Menurut Adami Chazawi bentuk-bentuk penyertaan terdapat dan diterangkan
dalam Pasal 55 dan 56 KUHP. Pasal 55 KUHP mengenai golongan yang disebut
dengan mededader (disebut para peserta, atau para pembuat), dan Pasal 56 KUHP
mengenai medeplichtige (pembuat pembantu).
Pasal 55 KUHP merumuskan sebagai berukut:
1. Dipidana sebagai pembuat tindak pidana:
a. Mereka yang melakukan yang menyuruh melakukan, dan yang turut serta
melakukan perbuatan;
b. Mereka yang dengan memberi atau menjanjikan sesuatu, dengan
menyalahgunakan kekuasaan atau martabat, dengan kekerasan, ancaman
atau penyesatan, atau dengan memberi kesempatan, sarana atau
keterangan, sengaja menganjurkan orang lain supaya melakukan
perbuatan.
2. Terhadap penganjur, hanya perbuatan yang sengaja dianjurkan sajalah yang
diperhitungkan, beserta akibat-akibatnya.

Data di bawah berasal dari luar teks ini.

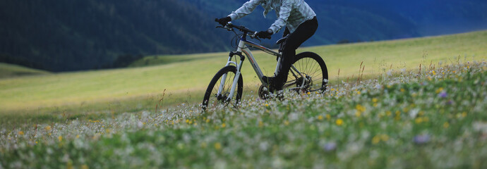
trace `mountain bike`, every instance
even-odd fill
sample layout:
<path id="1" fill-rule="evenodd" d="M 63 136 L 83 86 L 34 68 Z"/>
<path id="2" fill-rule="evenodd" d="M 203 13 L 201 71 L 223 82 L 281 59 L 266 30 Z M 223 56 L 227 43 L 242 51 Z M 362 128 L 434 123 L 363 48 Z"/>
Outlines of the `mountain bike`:
<path id="1" fill-rule="evenodd" d="M 244 80 L 241 70 L 246 57 L 262 82 L 258 89 L 259 97 L 263 99 L 272 98 L 272 92 L 275 91 L 270 87 L 267 82 L 263 80 L 264 75 L 248 46 L 277 57 L 277 63 L 275 72 L 276 75 L 279 67 L 282 49 L 287 37 L 277 41 L 276 44 L 279 45 L 279 49 L 278 52 L 276 52 L 248 41 L 247 37 L 259 41 L 260 39 L 255 36 L 256 32 L 244 26 L 234 25 L 229 22 L 224 26 L 217 27 L 233 31 L 236 35 L 236 39 L 238 40 L 238 46 L 236 51 L 230 51 L 225 65 L 215 75 L 210 82 L 201 105 L 203 109 L 229 105 L 234 107 L 238 106 L 244 90 Z M 237 33 L 236 30 L 241 32 L 241 34 Z M 235 56 L 236 56 L 235 61 L 232 61 L 232 58 Z M 237 57 L 240 60 L 239 63 L 236 61 Z M 291 65 L 287 80 L 284 84 L 283 91 L 294 91 L 298 93 L 324 92 L 328 82 L 328 70 L 323 58 L 319 55 L 310 51 L 298 54 L 294 58 L 295 61 Z"/>

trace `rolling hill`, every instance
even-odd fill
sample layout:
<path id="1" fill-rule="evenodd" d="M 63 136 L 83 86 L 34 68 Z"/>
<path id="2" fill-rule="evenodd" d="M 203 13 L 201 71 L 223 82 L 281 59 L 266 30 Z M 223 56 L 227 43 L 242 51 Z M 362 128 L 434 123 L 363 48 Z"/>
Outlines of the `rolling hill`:
<path id="1" fill-rule="evenodd" d="M 320 23 L 304 46 L 371 42 L 487 28 L 487 1 L 307 0 Z M 215 18 L 244 0 L 0 1 L 0 62 L 49 71 L 124 67 L 142 56 L 229 49 Z M 267 28 L 262 8 L 234 23 Z M 258 24 L 257 24 L 258 23 Z M 269 46 L 272 40 L 263 41 Z"/>
<path id="2" fill-rule="evenodd" d="M 487 32 L 387 42 L 327 45 L 299 49 L 314 51 L 325 61 L 332 84 L 356 77 L 361 63 L 364 75 L 417 69 L 420 65 L 483 61 Z M 148 56 L 131 66 L 139 68 L 80 71 L 0 79 L 0 112 L 30 114 L 40 111 L 131 111 L 201 101 L 203 90 L 227 61 L 227 53 Z M 275 68 L 275 58 L 254 53 L 265 75 Z M 172 62 L 172 63 L 162 64 Z M 338 72 L 339 71 L 339 75 Z M 244 63 L 244 96 L 258 88 L 253 70 Z M 165 96 L 164 96 L 165 94 Z M 47 109 L 46 109 L 47 108 Z M 1 113 L 0 113 L 1 114 Z"/>

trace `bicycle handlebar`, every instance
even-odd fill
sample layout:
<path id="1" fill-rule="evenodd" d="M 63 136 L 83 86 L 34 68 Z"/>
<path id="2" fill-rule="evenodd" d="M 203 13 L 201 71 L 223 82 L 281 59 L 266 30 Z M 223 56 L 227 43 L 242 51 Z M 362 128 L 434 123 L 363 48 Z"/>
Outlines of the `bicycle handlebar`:
<path id="1" fill-rule="evenodd" d="M 215 19 L 215 21 L 218 22 L 218 19 Z M 233 25 L 232 24 L 232 22 L 228 22 L 225 25 L 217 26 L 217 27 L 224 28 L 229 31 L 232 30 L 233 28 L 236 28 L 241 32 L 244 32 L 244 33 L 247 33 L 251 37 L 251 38 L 257 39 L 257 37 L 255 37 L 255 34 L 257 34 L 257 32 L 249 30 L 248 28 L 245 27 L 244 26 L 237 26 Z"/>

Pasal 56 KUHP merumuskan sebagai berikut:
1. Dipidana sebagai pembantu kejahatan:
a. Mereka yang sengaja memberi bantuan pada waktu kejahatan dilakukan;
b. Mereka yang sengaja member kesempatan, sarana atau keterangan untuk
melakukan kejahatan.
2.3 Bentuk-bentuk Deelneming (Penyertaan)
Bentuk-bentuk deelneming atau keturutsertaan yang ada menurut ketentuan-
ketentuan pidana dalam pasal-pasal 55 dan 56 KUHP itu adalah:
1. Pelaku (pleger)
Pelaku adalah orang yang melakukan sendiri perbuatan yang memenuhi
perumusan delik dan dipandang paling bertanggung jawab atas kejahatan.

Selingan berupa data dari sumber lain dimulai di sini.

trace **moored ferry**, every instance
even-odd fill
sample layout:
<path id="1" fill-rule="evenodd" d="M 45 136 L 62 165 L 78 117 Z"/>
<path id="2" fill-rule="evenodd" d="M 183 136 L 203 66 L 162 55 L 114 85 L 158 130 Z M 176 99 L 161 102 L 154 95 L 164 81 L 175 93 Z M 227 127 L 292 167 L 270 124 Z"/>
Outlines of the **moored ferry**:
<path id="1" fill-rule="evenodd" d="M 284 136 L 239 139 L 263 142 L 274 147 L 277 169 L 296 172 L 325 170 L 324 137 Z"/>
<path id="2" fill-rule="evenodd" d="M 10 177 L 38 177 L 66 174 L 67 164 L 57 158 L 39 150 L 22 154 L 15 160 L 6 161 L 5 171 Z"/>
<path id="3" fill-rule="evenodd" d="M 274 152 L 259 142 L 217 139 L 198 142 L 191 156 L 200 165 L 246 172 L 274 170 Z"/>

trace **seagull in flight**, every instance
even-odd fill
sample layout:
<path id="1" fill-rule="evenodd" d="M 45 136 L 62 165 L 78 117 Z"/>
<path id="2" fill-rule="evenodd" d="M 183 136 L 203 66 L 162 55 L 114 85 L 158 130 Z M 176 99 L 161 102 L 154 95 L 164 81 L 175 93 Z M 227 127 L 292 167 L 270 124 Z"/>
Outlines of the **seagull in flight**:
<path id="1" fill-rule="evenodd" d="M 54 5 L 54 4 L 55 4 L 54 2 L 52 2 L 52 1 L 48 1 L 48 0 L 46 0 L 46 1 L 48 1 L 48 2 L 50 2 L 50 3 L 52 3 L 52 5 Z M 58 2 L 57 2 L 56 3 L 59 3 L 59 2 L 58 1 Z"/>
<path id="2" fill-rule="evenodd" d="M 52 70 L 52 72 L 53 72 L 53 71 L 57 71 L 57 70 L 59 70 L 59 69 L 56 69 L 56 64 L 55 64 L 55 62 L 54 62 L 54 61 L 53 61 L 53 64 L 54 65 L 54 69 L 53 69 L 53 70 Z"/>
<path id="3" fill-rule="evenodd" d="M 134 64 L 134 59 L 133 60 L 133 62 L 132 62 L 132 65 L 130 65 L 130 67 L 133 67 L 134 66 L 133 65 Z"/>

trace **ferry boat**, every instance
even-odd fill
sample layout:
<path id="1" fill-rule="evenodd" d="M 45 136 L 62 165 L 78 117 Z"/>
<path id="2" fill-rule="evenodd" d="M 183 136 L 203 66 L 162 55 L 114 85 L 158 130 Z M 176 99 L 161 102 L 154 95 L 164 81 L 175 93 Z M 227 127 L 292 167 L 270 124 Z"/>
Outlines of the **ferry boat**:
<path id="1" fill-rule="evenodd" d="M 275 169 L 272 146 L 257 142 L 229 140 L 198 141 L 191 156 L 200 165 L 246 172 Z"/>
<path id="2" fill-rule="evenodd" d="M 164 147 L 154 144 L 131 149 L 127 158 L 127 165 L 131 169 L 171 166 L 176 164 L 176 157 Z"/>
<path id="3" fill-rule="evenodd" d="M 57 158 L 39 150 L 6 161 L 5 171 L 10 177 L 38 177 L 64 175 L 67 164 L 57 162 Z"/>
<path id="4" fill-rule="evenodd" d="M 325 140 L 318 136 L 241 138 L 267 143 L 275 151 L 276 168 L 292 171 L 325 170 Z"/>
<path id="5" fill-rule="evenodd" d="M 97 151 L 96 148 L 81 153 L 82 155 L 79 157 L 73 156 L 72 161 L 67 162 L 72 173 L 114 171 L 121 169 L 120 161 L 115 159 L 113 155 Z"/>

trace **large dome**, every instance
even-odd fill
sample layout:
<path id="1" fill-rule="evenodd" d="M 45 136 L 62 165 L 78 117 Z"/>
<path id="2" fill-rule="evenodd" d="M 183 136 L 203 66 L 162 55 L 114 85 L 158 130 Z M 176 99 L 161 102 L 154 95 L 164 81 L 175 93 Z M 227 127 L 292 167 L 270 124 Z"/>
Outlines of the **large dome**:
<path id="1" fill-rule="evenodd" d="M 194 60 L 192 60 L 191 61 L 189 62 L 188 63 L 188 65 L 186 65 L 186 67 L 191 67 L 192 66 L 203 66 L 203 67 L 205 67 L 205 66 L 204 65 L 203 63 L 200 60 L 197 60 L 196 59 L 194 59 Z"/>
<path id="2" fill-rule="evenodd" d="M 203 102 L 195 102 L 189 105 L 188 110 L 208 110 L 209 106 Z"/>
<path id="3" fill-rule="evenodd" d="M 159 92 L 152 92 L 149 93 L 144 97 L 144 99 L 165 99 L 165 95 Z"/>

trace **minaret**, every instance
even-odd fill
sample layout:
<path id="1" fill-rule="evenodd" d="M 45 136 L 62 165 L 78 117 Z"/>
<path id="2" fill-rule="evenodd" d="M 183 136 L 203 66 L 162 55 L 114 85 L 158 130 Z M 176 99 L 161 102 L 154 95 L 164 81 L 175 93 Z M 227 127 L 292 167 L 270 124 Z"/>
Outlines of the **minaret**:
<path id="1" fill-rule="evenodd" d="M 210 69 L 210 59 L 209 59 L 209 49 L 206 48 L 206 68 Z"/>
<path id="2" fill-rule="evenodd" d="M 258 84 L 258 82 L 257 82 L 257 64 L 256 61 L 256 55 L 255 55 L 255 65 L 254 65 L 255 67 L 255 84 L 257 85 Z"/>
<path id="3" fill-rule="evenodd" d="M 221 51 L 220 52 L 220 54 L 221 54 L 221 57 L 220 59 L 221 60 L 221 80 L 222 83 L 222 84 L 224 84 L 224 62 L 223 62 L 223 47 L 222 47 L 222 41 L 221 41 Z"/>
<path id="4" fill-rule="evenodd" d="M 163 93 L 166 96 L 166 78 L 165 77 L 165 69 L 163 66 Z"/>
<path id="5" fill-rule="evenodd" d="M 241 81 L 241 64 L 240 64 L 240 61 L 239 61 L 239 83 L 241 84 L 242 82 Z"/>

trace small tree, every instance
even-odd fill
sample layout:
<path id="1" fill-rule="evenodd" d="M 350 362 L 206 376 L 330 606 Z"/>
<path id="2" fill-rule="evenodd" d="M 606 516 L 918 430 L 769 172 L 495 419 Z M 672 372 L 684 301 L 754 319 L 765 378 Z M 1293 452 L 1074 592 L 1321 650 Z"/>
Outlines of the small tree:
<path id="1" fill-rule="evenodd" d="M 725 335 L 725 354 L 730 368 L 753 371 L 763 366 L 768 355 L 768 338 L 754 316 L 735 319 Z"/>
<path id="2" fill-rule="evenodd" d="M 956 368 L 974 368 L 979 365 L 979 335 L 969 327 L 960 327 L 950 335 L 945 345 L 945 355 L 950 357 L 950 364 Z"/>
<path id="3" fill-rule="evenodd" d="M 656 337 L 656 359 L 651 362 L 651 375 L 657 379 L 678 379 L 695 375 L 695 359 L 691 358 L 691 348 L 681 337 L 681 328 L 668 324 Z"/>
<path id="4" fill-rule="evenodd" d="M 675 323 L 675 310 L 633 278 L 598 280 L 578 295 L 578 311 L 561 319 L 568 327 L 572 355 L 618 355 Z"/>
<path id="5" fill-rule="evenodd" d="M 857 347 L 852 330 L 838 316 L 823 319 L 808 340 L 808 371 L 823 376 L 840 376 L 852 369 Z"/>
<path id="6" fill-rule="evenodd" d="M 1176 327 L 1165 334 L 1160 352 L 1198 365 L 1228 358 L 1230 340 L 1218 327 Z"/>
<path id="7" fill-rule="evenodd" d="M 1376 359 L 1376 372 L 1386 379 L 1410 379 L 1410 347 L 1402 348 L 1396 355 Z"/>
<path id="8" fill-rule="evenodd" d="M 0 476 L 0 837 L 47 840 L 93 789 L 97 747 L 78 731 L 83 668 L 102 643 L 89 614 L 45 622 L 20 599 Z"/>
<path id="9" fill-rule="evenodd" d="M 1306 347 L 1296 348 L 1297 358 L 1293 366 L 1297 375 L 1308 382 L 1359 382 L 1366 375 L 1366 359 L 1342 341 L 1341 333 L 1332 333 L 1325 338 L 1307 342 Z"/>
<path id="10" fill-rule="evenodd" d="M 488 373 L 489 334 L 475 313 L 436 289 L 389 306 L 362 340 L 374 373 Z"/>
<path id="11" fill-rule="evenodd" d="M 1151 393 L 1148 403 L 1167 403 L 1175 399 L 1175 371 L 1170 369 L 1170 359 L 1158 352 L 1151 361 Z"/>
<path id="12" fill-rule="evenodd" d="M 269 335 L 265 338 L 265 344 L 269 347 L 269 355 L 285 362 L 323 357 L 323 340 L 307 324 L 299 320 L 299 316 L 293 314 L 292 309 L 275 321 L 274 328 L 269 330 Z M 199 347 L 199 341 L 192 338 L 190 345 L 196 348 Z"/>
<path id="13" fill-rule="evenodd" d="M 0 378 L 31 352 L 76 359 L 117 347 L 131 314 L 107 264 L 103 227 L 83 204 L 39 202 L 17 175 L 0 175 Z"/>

Sehingga dapat diartikan sebagai orang yang karena perbuatannya sehingga
melahirkan tindak pidana, tanpa adanya perbuatannya tindak pidana itu tidak akan
terwujud. Secara formil pleger adalah siapa yang melakukan dan menyelesaikan
perbuatan terlarang yang dirumuskan dalam tindak pidana yang bersangkutan.
Pada tindak pidana yang dirumuskan secara meterial plegen adalah orang yang
perbuatannya menimbulkan akibat yang dilarang oleh undang-undang.
Menurut pasal 55 KUHP, yang melakukan perbuatan disini tidak melakukan
perbuatan secara pribadi atau melakukan tindak pidana secara sendiri, melainkan
bersama-sama dengan orang lain dalam mewujudkan tindak pidana itu. Jadi
pleger adalah orang yang memenuhi semua unsur delik, termasuk juga bila
melalui orang-orang lain atau bawahan mereka.
2. Orang yang menyuruh melakukan (doenpleger)
Wujud dari penyertaan (Deelneming) yang pertama disebutkan dalam pasal 55
ialah menyuruh melakukan perbuatan (Doenplegen). Hal ini terjadi apabila
seorang menyuruh pelaku melakukan perbuatan yang biasanya merupakan tindak
pidana, tetapi oleh karena beberapa hal si pelaku tidak dapat dikenai hukuman
pidana. Jadi si pelaku itu seolah-olah menjadi alat belaka yang dikendalikan oleh
si penyuruh.
Doenpleger adalah orang yang melakukan perbuatan dengan perantara orang
lain, sedang perantara itu hanya digunakan sebagai alat. Dengan demikian, ada
dua pihak, yaitu pembuat langsung (manus ministra/auctor intellectualis), dan
pembuat tidak langsung (manus domina/auctor intellectualis).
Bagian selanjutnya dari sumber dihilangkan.